Deleted document count very high compared to the actual count of documents in the index

ES version: 7.5
Number of shards: 5
Number of replicas: 4

We have a use case, where we have a lot of updates happening to the document (location updates).
So every update is deleting and creating a new document in the background.

At a point, the actual records was ~70k whereas the deleted count went beyond 40 million and the query times were linearly related to this. Query times went from ~100ms to 3seconds due to this.

Another observation made, after around 12 hours this count comes down to about 4 million (which is still huge). Do we have any configuration setting where we can do this deletion/merge of segments more frequently to have the deleted docs count under control.

Thanks in advance

Hey,

this sounds like a high count indeed. A couple of questions. Do you have any long running scroll searches/snapshots going on, that require certain files to be held open? You can also check using lsof if there are files marked as deleted but still held open by the Elasticsearch process. You can use the node stats to check for any open search contexts. And also check the indices part of that output.

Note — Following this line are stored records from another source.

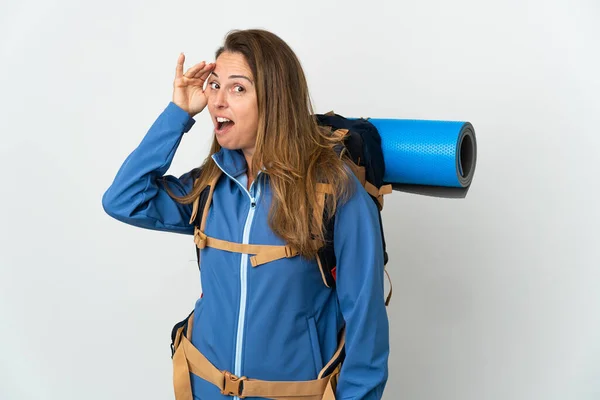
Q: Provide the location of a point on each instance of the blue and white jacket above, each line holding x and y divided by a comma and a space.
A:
277, 321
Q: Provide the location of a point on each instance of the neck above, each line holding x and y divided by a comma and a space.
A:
249, 172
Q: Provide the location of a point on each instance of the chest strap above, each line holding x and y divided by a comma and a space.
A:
262, 253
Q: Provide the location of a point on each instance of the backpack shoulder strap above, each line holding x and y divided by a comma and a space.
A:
200, 211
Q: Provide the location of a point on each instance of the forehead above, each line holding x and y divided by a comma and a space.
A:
232, 64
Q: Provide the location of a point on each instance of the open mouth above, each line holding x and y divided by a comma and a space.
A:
223, 124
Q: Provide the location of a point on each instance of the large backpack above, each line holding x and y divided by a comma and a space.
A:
362, 145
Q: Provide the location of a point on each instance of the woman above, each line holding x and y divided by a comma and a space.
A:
275, 321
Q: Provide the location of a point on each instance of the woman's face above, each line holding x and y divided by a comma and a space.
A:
232, 103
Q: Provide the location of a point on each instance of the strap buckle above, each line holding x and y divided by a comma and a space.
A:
290, 252
200, 238
233, 385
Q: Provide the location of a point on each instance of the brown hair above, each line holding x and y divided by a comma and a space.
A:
291, 148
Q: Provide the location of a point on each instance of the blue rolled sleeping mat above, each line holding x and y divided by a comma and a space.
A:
428, 157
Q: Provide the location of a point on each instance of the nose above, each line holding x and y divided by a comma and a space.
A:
218, 99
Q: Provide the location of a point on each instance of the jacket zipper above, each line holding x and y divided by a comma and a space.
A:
243, 274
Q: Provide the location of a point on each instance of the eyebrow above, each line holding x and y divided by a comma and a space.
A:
237, 76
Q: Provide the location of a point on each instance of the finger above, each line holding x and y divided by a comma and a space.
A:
179, 68
204, 72
192, 71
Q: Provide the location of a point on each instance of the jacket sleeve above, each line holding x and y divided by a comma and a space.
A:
136, 196
360, 289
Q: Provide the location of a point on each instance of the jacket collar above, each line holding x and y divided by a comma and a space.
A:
232, 162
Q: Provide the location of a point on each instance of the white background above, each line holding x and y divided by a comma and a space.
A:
496, 296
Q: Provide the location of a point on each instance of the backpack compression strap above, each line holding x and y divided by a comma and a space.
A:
262, 253
188, 359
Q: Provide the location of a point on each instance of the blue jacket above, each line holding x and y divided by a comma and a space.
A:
277, 321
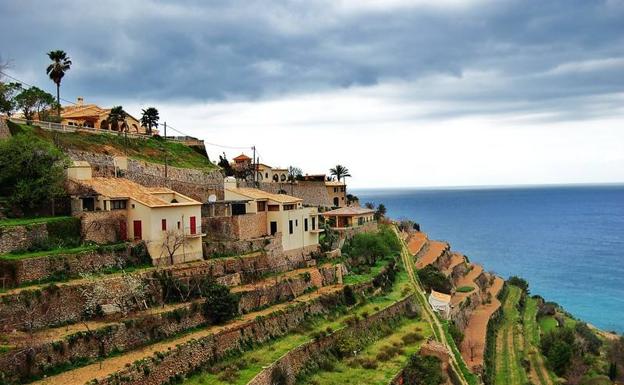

Have you tweaked any Elasticsearch configuration? GC collection or merging options?

Also, what version are you running on exactly? About how much data are we talking when you only consider the 70k documents?

--Alex

@spinscale, thanks for responding. Please find answers to your queries below:

Do you have any long running scroll searches/snapshots going on, that require certain files to be held open?
-- We do have scroll queries in place (which will soon be replaced with paginated queries), but they are not long running. At one point in time we might see around 100 scroll queries happening. Also, we have increased the maximum open scroll contexts to 10000 .

You can also check using lsof if there are files marked as deleted but still held open by the Elasticsearch process. You can use the node stats to check for any open search contexts. And also check the indices part of that output.
--- Below is the output for the index stats (we have a 11 node cluster):

   "docs": {
        "count": 384139,
        "deleted": 8980155
    },
    "search": {
        "open_contexts": 36719,
        "query_total": 151414443,
        "query_time_in_millis": 585255876,
         "query_current": 10,
        "fetch_total": 132808243,
        "fetch_time_in_millis": 80296130,
        "fetch_current": 4,
        "scroll_total": 87969990,
        "scroll_time_in_millis": 2913045740496,
        "scroll_current": 36719,
        "suggest_total": 0,
        "suggest_time_in_millis": 0,
        "suggest_current": 0
    }

In the above result, the count is including all 5 shards

Have you tweaked any Elasticsearch configuration? GC collection or merging options?
-- We did not tweak any of the above configurations. Although we did reduce the node query cache from 10% of heap (16 GB heap) to 5 mb. This is because our search results constantly change as we do a radial search to get the list of people within a radius & the location of the people are changing constantly. Hence, we did not find the need to have a high query cache which had a very high miss rate.

Also, what version are you running on exactly? About how much data are we talking when you only consider the 70k documents?
-- We are running on ES 7.5 (recently moved to a this version, previously on 2.4). Data is not huge. Currently, we have 77,223 documents with a size of 1.74 GB
Adding to this, the size of documents was much lesser in ES 2.4 compared to ES 7.5. In ES 2.4, the total size for 75k docs was only ~50 MB, but, this is too high in the new version. Were there any changes with respect to this?

We have around 12 fields in the index - one of which is a geo_point location, one is a nested object with keyword fields & others are text fields.
The nested object looks something like this:

"outer_field": {
   "type": "nested",
    "properties": {
          "inner_field_1": {
               "type": "keyword"
           },
          "inner_field_2": {
              "type": "keyword"
          }
     }
}

Now that is interesting, you do have a lot of open scroll contexts. What are you using these searches for and why cant you use a regular search? Also, can you make sure you are clearing your scrolls?

See https://www.elastic.co/guide/en/elasticsearch/reference/7.6/search-request-body.html#request-body-search-scroll - also how to clear a scroll.

@spinscale , thanks for that.
We are already in the process of moving away from scroll (it is a work in progress) as it does not suit our real time search requirement.

And when you say clear scrolls, do you mean clear it after completion of a query? Or do a time to time cleanup of all scrolls?

Also, any help regarding the huge size of docs in ES 7.5 compared to ES 2.4?

And, is the high deleted document count because of the usage of scroll?

I meant after finishing your searches, as part of the tool that is doing the search. They should also auto-expire, unless you have specified a high timeout? What is the scroll timeout set to?

I suppose that the high document count stems from unclosed scrolls.

@spinscale
We have the scroll parameter set as 3s.